Hogs may not get slaughtered, but they could lose their broadcast antitrust exemption.
The NFL’s ongoing pivot from broadcast TV to streaming could have potentially significant ramifications, according to FCC chair Brendan Carr.
“Does the NFL still benefit from the antitrust exemption when they’re negotiating for carriage of games not on a sponsored telecast, but on a streaming service?” Carr said Thursday, via Rohan Goswami of Semafor. “That’s a very live, very ripe question.”
It’s been ripening, frankly, from the moment the NFL did its first cable-only deal in the 1980s. The Sports Broadcasting Act of 1961 arguably contemplates an antitrust exemption for over-the-air telecasts only. Cable, satellite, and/or streamer possibly don’t fall within the scope of the exemption that lets the NFL sell rights to games in an all-teams-or-no-teams grouping.
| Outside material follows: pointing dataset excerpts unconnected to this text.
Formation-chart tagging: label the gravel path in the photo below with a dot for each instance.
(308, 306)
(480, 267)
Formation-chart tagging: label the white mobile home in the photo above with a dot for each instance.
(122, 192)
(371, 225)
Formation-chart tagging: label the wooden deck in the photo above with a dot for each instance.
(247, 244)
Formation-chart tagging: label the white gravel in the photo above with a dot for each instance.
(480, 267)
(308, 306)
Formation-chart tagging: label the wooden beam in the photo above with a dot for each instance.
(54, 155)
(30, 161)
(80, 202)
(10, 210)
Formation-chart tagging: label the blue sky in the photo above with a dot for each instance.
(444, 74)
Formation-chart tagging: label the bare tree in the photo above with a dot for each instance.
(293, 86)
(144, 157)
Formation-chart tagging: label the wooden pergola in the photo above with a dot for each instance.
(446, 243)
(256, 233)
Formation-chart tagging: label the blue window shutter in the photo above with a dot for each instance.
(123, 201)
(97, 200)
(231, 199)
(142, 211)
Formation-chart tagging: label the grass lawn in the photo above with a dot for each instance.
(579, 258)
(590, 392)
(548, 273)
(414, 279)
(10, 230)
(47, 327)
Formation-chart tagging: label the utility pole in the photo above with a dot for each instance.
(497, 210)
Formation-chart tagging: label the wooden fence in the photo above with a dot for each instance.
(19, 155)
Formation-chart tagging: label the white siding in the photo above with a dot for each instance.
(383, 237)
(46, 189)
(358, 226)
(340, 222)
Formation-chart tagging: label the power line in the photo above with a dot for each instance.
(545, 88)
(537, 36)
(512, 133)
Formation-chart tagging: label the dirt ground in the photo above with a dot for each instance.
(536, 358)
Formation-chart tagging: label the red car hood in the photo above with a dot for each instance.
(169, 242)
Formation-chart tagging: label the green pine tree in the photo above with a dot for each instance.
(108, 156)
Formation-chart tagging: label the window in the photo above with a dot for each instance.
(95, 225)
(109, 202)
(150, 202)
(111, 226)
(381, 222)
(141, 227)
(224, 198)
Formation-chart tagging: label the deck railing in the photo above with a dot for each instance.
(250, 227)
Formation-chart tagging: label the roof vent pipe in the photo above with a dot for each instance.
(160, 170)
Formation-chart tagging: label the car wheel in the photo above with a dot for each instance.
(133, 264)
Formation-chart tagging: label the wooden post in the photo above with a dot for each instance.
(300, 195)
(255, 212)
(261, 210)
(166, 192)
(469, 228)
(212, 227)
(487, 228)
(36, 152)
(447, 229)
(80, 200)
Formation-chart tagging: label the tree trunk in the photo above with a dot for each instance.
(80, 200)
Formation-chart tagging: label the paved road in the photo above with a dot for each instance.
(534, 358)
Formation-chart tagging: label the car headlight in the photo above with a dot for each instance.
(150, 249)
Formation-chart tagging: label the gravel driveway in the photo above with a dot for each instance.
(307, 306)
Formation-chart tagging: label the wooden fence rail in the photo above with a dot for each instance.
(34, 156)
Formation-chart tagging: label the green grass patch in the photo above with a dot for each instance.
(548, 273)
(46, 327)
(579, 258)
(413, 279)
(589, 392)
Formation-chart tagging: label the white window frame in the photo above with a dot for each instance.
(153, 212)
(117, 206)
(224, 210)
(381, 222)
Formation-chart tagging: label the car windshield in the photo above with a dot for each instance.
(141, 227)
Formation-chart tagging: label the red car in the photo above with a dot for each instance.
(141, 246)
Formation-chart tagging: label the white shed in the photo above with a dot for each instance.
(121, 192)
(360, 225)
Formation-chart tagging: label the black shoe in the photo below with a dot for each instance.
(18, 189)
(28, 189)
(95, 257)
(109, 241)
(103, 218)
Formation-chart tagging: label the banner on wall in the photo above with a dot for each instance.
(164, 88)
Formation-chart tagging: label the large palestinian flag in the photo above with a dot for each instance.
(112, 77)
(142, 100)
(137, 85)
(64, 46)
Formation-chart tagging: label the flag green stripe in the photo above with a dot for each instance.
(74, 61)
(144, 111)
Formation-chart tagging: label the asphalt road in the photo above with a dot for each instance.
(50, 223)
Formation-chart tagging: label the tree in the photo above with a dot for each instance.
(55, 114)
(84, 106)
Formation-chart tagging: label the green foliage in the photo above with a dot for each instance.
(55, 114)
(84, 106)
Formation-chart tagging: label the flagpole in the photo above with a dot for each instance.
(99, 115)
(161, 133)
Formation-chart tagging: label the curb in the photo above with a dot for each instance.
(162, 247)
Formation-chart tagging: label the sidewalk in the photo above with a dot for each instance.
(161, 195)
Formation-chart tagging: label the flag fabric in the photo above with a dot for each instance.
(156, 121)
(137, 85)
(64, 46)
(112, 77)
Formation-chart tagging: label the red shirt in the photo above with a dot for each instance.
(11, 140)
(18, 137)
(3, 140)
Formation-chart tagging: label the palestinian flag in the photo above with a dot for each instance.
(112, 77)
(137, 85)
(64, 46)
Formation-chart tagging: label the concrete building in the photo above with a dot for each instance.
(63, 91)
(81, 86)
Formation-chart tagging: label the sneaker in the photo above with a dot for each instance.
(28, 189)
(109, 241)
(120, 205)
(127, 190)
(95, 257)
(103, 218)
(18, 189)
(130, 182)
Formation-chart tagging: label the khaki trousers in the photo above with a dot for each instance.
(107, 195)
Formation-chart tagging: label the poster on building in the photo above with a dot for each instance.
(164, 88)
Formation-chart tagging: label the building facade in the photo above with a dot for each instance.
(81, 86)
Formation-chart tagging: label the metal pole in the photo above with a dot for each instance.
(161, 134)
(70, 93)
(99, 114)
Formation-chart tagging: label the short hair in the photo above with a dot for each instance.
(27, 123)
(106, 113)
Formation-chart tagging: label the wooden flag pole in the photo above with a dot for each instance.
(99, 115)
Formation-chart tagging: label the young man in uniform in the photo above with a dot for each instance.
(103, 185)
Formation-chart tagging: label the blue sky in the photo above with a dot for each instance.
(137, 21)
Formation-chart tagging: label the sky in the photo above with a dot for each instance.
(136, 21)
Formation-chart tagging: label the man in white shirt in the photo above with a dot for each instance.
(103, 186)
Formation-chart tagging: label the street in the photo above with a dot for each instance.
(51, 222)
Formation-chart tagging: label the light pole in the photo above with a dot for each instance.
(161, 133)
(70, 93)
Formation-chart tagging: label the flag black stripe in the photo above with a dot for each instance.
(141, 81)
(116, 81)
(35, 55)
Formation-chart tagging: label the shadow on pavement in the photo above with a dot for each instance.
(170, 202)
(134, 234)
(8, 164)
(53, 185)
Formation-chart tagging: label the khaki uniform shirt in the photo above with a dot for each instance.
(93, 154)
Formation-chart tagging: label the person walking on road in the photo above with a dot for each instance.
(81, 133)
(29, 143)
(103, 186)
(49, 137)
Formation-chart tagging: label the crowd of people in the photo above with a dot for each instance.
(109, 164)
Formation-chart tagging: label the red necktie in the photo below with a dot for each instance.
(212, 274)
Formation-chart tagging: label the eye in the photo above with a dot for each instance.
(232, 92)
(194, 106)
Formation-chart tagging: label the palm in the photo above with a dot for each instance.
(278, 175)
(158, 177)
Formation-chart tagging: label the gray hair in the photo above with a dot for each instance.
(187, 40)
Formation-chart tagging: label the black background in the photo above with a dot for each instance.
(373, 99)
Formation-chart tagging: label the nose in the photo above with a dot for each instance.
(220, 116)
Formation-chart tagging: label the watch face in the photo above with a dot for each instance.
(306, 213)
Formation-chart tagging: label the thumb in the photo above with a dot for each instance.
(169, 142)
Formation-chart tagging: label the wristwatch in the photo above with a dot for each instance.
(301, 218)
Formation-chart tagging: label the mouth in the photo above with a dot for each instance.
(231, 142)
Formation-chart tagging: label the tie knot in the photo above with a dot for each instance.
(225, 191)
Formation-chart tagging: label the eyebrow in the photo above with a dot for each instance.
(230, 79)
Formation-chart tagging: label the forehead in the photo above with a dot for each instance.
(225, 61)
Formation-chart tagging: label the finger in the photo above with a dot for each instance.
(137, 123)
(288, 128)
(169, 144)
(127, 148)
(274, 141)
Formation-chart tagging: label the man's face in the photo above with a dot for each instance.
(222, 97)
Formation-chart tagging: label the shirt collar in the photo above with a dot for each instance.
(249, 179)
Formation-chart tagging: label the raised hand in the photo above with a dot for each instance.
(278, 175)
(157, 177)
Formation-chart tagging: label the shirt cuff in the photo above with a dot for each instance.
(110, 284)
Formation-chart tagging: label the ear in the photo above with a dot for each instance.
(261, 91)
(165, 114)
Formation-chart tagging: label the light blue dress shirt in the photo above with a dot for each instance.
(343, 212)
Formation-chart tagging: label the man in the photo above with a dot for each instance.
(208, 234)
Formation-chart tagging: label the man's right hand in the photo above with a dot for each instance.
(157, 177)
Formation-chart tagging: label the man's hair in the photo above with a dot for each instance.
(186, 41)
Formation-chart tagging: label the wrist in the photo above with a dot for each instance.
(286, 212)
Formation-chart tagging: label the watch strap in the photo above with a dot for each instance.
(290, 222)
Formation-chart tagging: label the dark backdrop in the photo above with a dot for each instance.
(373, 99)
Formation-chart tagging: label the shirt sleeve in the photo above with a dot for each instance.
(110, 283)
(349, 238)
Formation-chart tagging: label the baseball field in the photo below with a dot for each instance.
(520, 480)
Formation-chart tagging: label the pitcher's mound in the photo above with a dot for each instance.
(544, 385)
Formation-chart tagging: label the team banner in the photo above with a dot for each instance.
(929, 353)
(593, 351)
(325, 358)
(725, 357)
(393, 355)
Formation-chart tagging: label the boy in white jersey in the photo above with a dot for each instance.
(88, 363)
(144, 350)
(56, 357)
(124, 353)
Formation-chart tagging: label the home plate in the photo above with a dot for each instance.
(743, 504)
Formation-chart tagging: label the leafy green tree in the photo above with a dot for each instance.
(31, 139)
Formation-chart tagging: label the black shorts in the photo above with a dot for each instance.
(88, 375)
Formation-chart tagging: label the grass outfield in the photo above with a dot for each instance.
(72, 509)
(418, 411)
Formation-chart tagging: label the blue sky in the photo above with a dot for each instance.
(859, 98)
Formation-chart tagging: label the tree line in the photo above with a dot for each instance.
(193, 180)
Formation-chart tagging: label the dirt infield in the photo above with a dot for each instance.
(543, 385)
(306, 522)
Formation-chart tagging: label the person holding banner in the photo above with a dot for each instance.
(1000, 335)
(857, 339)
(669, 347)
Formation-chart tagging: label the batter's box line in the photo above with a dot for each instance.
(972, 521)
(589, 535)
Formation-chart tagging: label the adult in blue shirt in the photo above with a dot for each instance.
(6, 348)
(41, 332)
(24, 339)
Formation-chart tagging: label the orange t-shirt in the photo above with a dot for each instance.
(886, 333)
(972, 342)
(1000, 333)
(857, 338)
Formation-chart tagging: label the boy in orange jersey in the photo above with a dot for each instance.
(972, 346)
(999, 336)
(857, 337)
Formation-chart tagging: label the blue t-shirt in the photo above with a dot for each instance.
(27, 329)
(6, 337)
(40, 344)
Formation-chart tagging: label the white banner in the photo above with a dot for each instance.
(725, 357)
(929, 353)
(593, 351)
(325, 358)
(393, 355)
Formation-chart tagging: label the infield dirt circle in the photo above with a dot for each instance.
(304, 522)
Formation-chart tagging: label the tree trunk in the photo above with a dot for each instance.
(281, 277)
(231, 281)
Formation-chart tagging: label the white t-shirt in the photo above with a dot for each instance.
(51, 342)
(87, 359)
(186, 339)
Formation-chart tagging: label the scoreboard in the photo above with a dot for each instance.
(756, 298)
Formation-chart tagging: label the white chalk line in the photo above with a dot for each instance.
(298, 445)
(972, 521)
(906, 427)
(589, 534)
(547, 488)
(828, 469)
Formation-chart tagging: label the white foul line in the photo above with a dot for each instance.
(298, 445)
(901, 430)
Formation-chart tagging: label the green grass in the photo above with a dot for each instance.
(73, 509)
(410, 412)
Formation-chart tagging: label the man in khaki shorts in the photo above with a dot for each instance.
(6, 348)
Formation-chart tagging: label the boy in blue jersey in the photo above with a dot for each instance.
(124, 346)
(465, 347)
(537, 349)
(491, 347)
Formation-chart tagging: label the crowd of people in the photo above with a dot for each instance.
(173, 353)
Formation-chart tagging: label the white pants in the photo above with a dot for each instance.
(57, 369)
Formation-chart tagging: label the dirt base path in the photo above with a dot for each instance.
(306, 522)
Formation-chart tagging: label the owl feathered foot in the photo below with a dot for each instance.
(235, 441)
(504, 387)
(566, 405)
To date, the NFL hasn’t faced a challenge to the question of whether the exemption applies to paid platforms. Carr said Thursday that there’s “a point at which you sort of tip the scale, and they’ve just put too many games behind a paywall, and then that whole exemption collapses.”
The timing of the comments becomes relevant to the current dynamics of the league’s TV packages. The NFL is negotiating with CBS to extend deals that can be scrapped after the 2029 season, at a significant increase over the $2.1 billion per year CBS already agreed to pay. If, as expected, the NFL moves from CBS to other networks, the unspoken “or else” could be moving entire packages to streaming.
The league has already shifted to streaming with Thursday night games. Some think Amazon could swap its Thursday package for Sunday nights, with NBC moving to Thursdays. The theory is that more people will pay for Prime if it’s the only way to cap the traditional NFL football day with a prime-time game.
Regardless, there’s a tipping point. Especially since it can be argued that the NFL has already loaded up the scale by using the antitrust exemption to sell league-wide packages to providers that don’t provide the games to consumers for free.